In mammals, when a sperm cell fertilizes an egg, it triggers the release of zinc cations in waves called zinc sparks. Researchers led by chemist Thomas V. O’Halloran and biologist Teresa K. Woodruff, a husband-and-wife team at Northwestern University, recently examined mouse eggs with a combination of live-cell imaging and elemental mapping and determined that these sparks originate from vesicles located near an egg’s outer membrane (Nat. Chem. 2014, DOI: 10.1038/nchem.2133).
To do the live-cell imaging, the researchers developed a probe molecule that fluoresces when it binds zinc. The compound signals zinc’s presence at probe concentrations as low as 50 nM—significantly lower than previous zinc probes, O’Halloran says.
Lead author Emily L. Que also used two synchrotron X-ray fluorescence methods and electron microscopy to map and quantify the zinc distribution within the mouse eggs. The combined data reveal a system of some 8,000 zinc-containing vesicles near the egg’s outer membrane on one side of the cell. Each vesicle holds about a million zinc atoms. All together, these vesicles contain approximately 15% of the zinc in the egg.
“But where is the remaining 85%, and what does it do?” asks Anthony C. F. Perry, a developmental biologist at the University of Bath, in England. “Is it also compartmentalized? These are questions for the future.”
The images the researchers obtained reveal that the zinc vesicles are located alongside another set of vesicles called cortical granules. The granules are known to release enzymes and other proteins—including ones that depend on zinc to function—during fertilization.
Scientists have also known that cortical granules are involved in the modification of the zona pellucida, a glycoprotein matrix surrounding an egg. After fertilization, chemical changes in the zona pellucida form a barrier that prevents other sperm cells from entering the egg. The zinc vesicles may be involved in the chemical changes, the team says. Measurements by O’Halloran, Woodruff, and coworkers reveal that the zinc concentration in the vesicles is as high as 0.2 M. Each zinc spark releases the contents of about 2,000 vesicles into the zona pellucida.

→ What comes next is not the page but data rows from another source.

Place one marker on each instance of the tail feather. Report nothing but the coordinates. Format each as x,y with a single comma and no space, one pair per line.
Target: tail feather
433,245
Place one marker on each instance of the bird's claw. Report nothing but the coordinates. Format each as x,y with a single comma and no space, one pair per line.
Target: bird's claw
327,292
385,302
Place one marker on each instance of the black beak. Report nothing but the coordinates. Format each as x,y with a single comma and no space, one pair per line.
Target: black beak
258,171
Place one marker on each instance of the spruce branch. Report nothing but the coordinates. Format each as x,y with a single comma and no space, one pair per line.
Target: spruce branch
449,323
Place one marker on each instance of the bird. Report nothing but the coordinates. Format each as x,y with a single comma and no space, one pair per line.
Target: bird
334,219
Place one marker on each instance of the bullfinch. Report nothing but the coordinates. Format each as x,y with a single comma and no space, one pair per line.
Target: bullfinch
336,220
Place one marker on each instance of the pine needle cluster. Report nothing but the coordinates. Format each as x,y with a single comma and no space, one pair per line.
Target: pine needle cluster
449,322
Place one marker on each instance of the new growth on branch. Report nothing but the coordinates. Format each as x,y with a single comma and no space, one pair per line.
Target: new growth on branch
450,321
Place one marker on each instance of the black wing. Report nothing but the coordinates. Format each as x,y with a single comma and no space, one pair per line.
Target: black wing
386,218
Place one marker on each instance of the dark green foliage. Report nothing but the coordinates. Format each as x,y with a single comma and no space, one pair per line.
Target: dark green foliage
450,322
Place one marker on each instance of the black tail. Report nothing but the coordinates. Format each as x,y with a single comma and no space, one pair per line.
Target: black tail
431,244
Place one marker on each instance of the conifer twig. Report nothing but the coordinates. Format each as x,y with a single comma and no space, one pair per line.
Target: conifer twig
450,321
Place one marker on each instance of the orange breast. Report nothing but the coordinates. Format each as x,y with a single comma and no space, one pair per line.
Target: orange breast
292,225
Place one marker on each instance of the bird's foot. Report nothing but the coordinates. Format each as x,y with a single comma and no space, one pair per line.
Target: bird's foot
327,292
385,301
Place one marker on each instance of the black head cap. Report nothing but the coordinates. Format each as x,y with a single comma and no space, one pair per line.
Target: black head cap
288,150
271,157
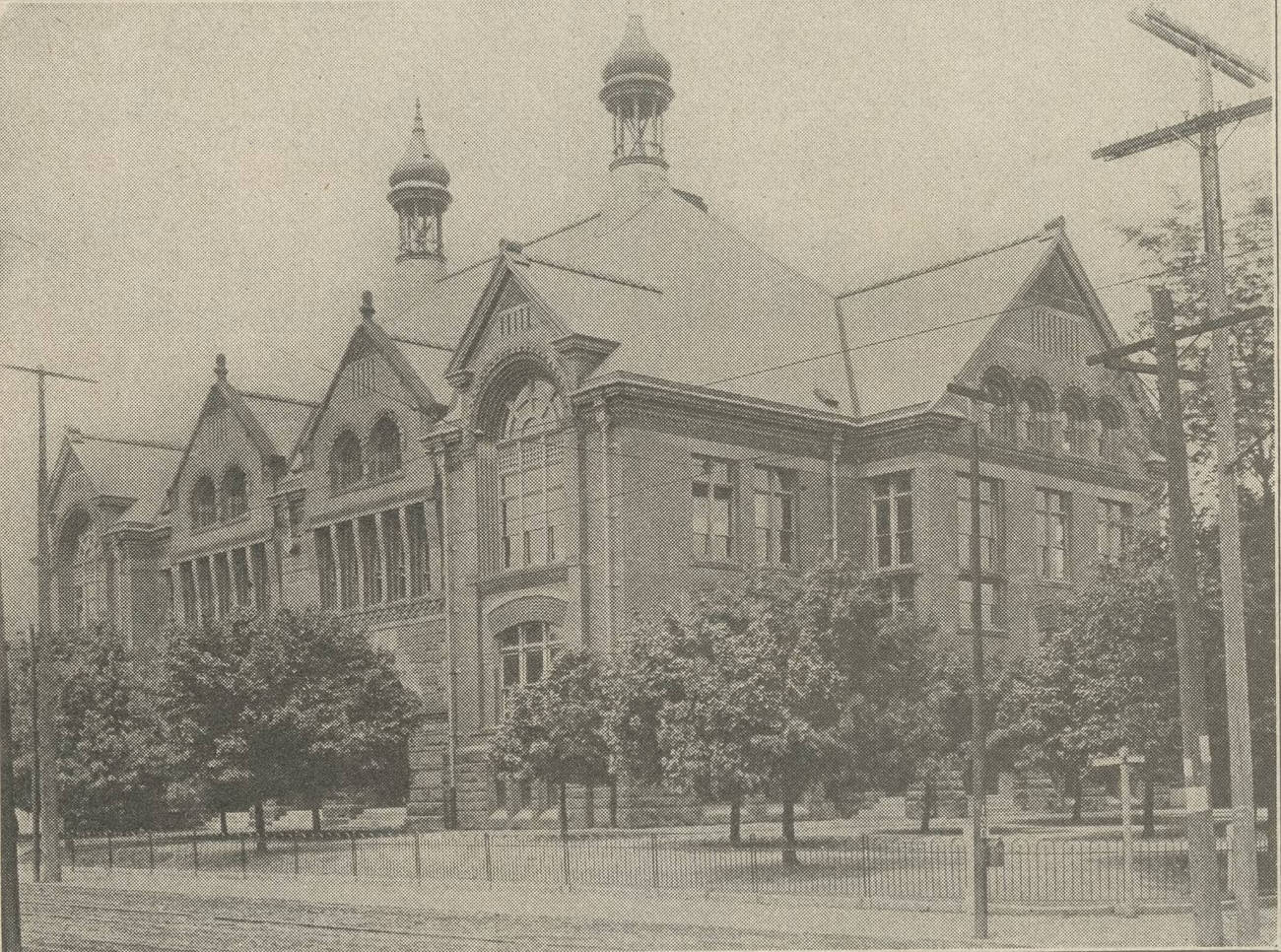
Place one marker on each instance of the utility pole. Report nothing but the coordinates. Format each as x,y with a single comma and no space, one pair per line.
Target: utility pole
978,674
34,755
11,922
1211,56
50,806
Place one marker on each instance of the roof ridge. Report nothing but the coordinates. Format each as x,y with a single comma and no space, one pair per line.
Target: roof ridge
598,276
255,395
526,243
129,441
1045,235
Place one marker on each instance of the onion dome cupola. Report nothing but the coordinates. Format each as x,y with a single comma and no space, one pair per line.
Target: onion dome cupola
421,193
637,93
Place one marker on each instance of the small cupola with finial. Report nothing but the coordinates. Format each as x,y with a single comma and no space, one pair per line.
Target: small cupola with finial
637,93
421,193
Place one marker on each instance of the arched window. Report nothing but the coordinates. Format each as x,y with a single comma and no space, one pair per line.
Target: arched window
1039,400
235,492
999,414
525,652
345,461
204,504
1076,422
384,452
532,477
1112,428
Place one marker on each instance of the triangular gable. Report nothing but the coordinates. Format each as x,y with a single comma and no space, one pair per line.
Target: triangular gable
1055,281
370,336
507,287
65,456
225,396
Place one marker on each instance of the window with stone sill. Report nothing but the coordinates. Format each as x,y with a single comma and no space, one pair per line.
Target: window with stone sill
893,520
525,653
1039,405
712,496
532,478
1076,423
346,464
384,448
204,504
235,492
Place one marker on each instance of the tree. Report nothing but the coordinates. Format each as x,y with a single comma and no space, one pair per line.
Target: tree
113,758
293,708
555,728
1106,678
1175,246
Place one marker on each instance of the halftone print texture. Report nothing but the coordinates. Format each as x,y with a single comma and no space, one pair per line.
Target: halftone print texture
619,584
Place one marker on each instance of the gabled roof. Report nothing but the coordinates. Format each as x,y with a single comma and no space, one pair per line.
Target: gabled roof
272,423
910,336
127,469
687,299
371,332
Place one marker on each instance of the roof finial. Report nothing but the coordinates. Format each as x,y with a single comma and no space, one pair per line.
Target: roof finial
637,91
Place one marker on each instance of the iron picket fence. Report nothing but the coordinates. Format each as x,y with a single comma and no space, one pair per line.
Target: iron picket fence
872,869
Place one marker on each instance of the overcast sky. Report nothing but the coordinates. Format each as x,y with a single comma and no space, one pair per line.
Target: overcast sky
182,179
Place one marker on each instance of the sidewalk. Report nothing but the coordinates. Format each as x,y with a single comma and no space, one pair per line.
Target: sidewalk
794,921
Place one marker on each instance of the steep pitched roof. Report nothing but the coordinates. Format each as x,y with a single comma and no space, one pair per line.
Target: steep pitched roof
910,336
273,423
129,469
688,300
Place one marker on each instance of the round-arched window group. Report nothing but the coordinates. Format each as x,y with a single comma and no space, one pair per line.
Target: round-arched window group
1033,398
214,503
353,461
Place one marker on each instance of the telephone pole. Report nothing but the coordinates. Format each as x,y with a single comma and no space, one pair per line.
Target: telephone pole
1212,56
11,924
978,673
50,806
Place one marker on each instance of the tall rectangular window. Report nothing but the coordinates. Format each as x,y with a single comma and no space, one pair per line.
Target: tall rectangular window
393,555
419,551
241,583
773,492
205,589
892,514
1115,529
990,601
712,494
989,523
223,581
328,569
257,572
187,584
349,573
1053,516
371,559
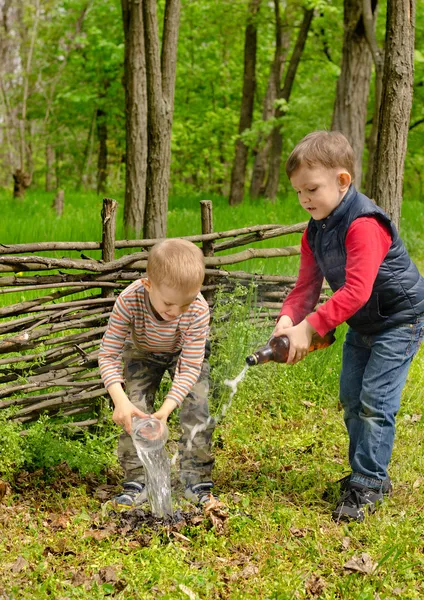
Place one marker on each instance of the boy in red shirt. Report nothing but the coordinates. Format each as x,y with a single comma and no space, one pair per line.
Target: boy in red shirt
378,291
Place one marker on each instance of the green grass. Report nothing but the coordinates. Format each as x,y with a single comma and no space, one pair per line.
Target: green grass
278,450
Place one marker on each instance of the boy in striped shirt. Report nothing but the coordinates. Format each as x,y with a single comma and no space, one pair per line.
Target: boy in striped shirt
159,324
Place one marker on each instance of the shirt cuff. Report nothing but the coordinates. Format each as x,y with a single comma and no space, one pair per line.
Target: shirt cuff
318,323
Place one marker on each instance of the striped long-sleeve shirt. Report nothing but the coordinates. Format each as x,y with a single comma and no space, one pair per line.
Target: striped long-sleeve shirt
132,320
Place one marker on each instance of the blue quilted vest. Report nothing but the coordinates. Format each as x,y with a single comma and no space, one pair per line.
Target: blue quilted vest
398,292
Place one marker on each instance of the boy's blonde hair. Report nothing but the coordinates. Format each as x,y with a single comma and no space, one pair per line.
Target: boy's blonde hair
327,148
176,263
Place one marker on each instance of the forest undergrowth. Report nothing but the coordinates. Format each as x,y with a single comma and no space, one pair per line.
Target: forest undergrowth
279,451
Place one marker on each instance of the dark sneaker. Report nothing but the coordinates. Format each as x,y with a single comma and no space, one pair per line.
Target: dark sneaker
386,487
355,502
134,494
199,493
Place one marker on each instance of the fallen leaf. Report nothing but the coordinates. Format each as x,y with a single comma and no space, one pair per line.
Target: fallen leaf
182,537
58,522
187,591
249,570
345,543
302,532
314,585
361,564
216,511
19,565
4,489
108,575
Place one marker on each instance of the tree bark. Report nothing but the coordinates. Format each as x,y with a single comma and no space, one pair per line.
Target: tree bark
86,157
238,173
370,15
160,75
277,136
50,158
395,110
102,155
350,107
21,181
261,153
136,117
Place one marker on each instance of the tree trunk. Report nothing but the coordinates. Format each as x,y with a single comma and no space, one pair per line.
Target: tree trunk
350,107
395,107
86,157
277,136
370,15
21,181
160,75
136,117
102,156
238,173
50,157
261,153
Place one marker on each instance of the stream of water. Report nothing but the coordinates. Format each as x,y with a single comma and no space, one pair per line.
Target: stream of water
158,466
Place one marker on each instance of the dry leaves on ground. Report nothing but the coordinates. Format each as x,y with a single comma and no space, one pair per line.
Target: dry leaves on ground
217,513
361,564
314,585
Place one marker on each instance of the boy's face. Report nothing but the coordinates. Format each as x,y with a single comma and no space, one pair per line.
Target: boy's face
320,190
169,302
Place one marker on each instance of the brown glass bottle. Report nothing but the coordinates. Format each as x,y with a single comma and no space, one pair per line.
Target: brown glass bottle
277,348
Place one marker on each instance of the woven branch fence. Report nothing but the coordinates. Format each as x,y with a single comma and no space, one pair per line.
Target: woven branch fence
49,344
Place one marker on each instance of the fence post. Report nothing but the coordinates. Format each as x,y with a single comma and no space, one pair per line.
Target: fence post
207,246
108,236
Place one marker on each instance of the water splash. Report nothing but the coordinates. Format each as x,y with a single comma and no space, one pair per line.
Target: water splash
158,479
232,383
157,465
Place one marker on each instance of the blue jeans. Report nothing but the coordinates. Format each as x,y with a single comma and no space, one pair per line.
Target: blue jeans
374,371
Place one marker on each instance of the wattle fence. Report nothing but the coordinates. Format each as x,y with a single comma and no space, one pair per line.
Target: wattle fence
50,341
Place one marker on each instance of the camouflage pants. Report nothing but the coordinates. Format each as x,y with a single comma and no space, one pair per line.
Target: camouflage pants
143,372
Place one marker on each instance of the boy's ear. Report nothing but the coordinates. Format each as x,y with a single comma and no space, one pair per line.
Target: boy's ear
345,179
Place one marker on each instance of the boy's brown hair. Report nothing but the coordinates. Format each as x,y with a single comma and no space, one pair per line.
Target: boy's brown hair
327,148
176,263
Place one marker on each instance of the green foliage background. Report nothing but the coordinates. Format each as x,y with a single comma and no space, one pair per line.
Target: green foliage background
73,75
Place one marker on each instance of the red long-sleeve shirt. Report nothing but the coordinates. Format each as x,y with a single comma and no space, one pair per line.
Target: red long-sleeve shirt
367,243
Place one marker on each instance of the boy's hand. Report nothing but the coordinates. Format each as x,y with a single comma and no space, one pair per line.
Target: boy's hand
300,337
165,410
124,412
284,322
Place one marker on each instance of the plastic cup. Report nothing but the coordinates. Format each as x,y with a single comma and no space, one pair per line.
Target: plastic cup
149,433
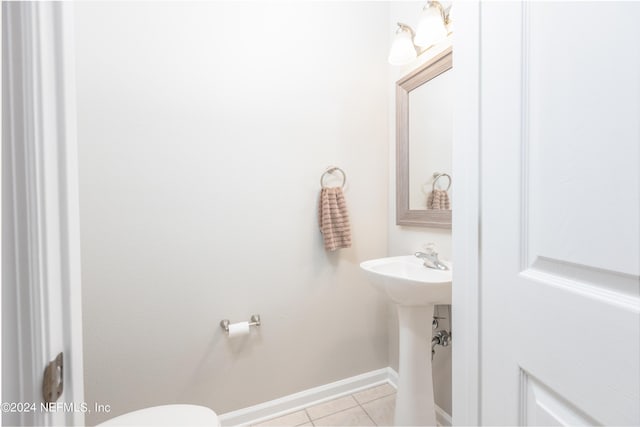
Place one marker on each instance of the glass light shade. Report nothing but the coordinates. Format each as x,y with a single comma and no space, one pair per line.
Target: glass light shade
402,50
431,29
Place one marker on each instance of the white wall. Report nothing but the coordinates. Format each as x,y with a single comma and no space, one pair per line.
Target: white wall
203,131
407,240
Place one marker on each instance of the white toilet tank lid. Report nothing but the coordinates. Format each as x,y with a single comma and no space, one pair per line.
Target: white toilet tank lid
167,415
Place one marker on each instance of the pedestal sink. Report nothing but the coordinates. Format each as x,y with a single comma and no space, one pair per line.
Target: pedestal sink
415,289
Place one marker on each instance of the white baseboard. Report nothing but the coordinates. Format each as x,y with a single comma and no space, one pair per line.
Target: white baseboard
295,402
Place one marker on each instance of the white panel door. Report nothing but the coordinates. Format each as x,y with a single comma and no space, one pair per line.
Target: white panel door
560,213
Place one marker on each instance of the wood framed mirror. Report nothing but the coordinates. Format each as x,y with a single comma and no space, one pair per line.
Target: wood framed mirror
423,136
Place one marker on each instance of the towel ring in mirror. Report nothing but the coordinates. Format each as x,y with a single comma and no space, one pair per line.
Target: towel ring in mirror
437,176
331,170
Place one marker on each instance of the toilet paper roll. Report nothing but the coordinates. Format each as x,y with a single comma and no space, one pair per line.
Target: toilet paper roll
238,329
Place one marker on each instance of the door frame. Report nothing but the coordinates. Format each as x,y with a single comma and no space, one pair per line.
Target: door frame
40,155
466,238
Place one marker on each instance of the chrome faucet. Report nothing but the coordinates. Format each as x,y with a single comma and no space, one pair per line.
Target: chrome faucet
430,257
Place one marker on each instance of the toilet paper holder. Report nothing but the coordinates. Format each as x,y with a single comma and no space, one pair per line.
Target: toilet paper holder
255,321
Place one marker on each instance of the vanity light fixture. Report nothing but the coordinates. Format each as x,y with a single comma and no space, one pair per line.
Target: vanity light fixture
433,27
403,50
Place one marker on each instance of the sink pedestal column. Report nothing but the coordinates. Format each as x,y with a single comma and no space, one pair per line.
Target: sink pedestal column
415,401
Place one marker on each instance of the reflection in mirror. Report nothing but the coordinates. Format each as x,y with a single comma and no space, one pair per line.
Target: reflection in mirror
430,131
423,147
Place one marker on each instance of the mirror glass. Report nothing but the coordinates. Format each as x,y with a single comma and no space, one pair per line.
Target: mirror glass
424,127
430,131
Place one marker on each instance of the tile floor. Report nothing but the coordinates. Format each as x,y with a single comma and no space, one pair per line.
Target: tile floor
370,407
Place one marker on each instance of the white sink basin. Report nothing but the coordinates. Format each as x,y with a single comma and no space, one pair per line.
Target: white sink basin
406,281
415,289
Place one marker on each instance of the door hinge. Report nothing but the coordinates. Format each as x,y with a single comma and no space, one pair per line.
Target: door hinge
53,381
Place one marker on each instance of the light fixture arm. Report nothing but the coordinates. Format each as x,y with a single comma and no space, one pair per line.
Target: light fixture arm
444,13
405,27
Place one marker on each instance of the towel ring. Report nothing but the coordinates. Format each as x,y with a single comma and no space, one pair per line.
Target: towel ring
333,169
437,176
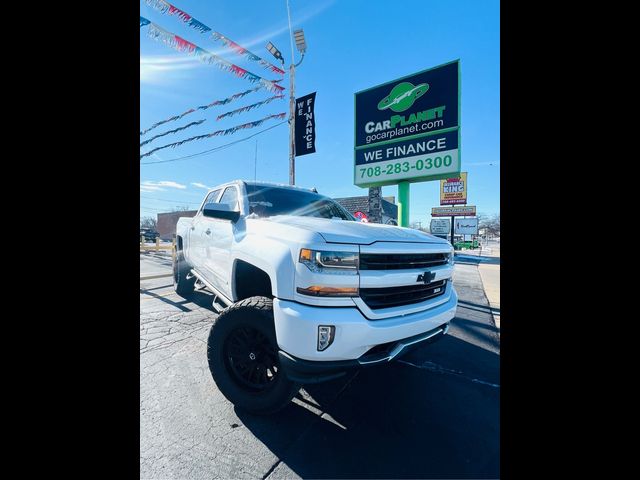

“That’s an extraordinary change in zinc concentration,” O’Halloran says. “What happens to proteins with zinc-binding side chains when they are exposed to that high a concentration of zinc? What happens to the sugars in the glycoproteins at the cell surface and the zona pellucida when they see that much zinc? These are questions that we’re just beginning to explore.”
According to Amy E. Palmer, an associate chemistry professor at the University of Colorado, Boulder, the new research is “particularly striking” because the team was able to account for all the zinc atoms during the release. “Such an approach will likely also be important for tracking the distribution of zinc during cell-signaling processes.”